A Fam with a Plan

Jericho

Jericho Parr was sitting at his desk in his hotel suite at Newcastle Inn and Spa, staring at the spreadsheets that were still bleeding money on his computer screen.

Checking out of the hotel and short-term leasing an apartment would be the financially prudent thing to do, but every time he tried to pack up his clothes, he found a trinket or blouse that Tiffany had forgotten, and then he didn’t move from the only place they’d been together.

He knew he had to move eventually, but he didn’t have to yet.

So he was standing over that spreadsheet, glaring at it and trying to make the numbers turn black with just the sheer force of his will, when his room service breakfast arrived.

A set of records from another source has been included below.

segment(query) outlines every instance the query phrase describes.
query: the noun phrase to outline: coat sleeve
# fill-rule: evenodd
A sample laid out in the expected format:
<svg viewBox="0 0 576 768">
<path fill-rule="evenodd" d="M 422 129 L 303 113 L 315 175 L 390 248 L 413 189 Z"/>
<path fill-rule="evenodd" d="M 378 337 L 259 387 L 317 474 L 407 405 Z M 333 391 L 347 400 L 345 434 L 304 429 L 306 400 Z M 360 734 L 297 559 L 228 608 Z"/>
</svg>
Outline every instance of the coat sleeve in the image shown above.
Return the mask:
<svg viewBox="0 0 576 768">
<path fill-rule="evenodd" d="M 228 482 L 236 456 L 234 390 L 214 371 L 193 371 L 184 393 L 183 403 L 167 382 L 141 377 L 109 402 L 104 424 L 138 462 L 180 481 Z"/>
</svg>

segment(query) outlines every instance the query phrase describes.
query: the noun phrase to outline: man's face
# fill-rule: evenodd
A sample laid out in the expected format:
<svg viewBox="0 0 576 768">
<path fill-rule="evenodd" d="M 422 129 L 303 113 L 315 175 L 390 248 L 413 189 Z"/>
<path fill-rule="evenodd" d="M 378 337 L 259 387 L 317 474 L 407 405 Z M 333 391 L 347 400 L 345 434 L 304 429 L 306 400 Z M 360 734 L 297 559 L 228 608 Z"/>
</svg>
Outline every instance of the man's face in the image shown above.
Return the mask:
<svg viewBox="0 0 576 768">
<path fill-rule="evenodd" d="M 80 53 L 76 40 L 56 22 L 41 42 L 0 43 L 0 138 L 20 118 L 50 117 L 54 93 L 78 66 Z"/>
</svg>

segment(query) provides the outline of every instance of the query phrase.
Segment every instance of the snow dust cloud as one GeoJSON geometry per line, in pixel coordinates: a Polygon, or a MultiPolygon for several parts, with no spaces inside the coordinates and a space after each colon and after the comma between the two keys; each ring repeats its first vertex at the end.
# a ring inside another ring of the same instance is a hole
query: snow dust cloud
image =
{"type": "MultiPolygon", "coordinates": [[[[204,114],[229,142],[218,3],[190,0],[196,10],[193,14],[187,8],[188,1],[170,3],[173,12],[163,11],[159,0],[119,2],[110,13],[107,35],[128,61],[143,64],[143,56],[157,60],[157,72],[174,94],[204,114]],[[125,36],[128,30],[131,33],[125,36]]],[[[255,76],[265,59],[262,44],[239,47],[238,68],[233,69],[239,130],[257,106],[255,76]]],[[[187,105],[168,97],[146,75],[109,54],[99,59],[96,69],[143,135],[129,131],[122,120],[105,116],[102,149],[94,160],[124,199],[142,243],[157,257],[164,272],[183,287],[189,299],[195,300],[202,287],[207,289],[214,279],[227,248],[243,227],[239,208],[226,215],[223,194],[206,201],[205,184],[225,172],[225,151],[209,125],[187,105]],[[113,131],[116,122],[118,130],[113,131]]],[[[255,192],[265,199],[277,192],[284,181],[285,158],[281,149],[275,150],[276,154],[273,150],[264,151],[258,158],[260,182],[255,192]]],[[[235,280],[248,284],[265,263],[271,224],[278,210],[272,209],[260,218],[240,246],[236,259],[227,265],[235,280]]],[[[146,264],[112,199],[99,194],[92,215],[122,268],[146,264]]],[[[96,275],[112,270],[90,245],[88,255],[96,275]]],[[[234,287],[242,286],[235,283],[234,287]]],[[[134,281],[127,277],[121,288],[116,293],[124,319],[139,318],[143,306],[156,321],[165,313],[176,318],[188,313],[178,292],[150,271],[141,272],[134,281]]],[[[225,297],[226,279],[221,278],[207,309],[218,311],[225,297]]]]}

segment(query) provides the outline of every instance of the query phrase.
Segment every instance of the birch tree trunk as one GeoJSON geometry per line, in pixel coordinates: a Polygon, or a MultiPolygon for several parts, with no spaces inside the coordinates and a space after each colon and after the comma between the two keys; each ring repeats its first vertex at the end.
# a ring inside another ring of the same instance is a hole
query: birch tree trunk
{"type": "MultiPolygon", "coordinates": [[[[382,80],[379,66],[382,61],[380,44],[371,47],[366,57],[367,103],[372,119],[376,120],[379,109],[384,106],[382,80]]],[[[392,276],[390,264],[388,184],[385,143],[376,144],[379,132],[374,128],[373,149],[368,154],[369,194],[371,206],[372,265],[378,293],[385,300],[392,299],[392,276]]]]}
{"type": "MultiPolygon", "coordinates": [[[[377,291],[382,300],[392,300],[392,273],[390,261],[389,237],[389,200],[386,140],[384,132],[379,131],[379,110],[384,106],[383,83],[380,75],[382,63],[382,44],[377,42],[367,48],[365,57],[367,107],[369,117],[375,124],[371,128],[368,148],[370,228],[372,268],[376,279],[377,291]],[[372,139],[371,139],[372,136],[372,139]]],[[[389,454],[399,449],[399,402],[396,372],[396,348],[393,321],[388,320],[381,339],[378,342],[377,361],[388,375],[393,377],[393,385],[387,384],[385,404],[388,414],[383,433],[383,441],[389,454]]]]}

The waitstaff who delivered it was Tiffany’s cousin, again. “Thanks, Asia. Just on the coffee table is fine.”

“Of course, Mr. Parr.” Asia settled the tray on the coffee table and poured out his coffee. “So Tiffany came back to her parents’ house yesterday.”

The floor rocked under Jericho’s feet, even though he was pretty sure Connecticut did not have many earthquakes.

He frowned. “Is her leg okay?”

Asia nodded. “As far as I know, she’s fine. Her coach told her to come home for a week and rest before final preparations for her big tournament during the first week of September.”

Jericho went back to his spreadsheets. “As long as she’s okay, that’s all that matters. Thank you for bringing breakfast.”

“Don’t you want to see her?”

The numbers on the computer screen smeared as his eyes focused somewhere beyond them. “I don’t think she wants to see me.”

“And why do you say that?”

Jericho sighed, not wanting to rehash their breakup at six-thirty in the morning. “She made it pretty clear, and she was probably right.”

“Have you been in touch with her?” Asia asked him.

Was this interrogation actually Tiffany’s family questioning him as to whose fault their breakup was? The Master Sergeant was probably glad to see the last of Jericho, anyway. “I tried texting her a few times, mostly apologies. She didn’t answer, and she didn’t tell me she was coming back to town.” A thought wormed its way into Jericho’s head about who Asia might be asking on behalf of. “Did she ask you about me?”

Asia shrugged.

Jericho closed the computer and turned his chair to face Tiffany’s cousin. “Did she ask you about me?”

She flipped her hand toward the window like she was flinging away something stupid he’d said. “At least three times a week and often every day, but she asked without asking, if you know what I mean.”

This must be one of those woman things because Jericho was clueless. “I don’t know what you mean.”

Asia sighed at him. “She asked how the golf club was doing, and she asked what was being done to the golf club, and she asked whether you were still around, and she asked how many breakfasts you were ordering. And she asked whether you were golfing and what you were scoring. She asked how your shoulder was.”

“My shoulder’s been fine for years.”

“Yeah, but she couldn’t ask me how you were doing because then I’d know.”

Jericho watched Asia, wondering if this was a setup somehow. Maybe Tiffany’s Marine father had decided to kill Jericho anyway and was trying to get him alone in the forest somewhere to do the deed.

And yet, hope lightened his soul so much that he nearly floated out of his desk chair. “Are you sure she wants to see me?”

“Jericho Parr, I am Tiffany’s cousin. We’re besties, she’s my sis, and we’re fam. We were baptized together, we went through all of school together, and I held her hair back the first time she got drunk and threw it all up. I know everything about that girl. I know things about that girl that she doesn’t know about herself, and she wants to see you, even if she doesn’t know it yet.”

And yet, Jericho did not want to talk to Tiffany under her father’s steely-eyed gaze. “I think her father might try to kill me.”

“Oh, yeah. Master Sergeant Jones will definitely try to kill you. How about Imani and I get her over to Newcastle Golf Club so you two can talk?”

Jericho walked over to the coffee table, opened his wallet, and started throwing hundred-dollar bills onto the tip plate on the tray. “Tell me when to stop.”

Asia watched the paper money settle on the tray. “You can’t buy me with your money, but I’ll take it anyway. Three more.”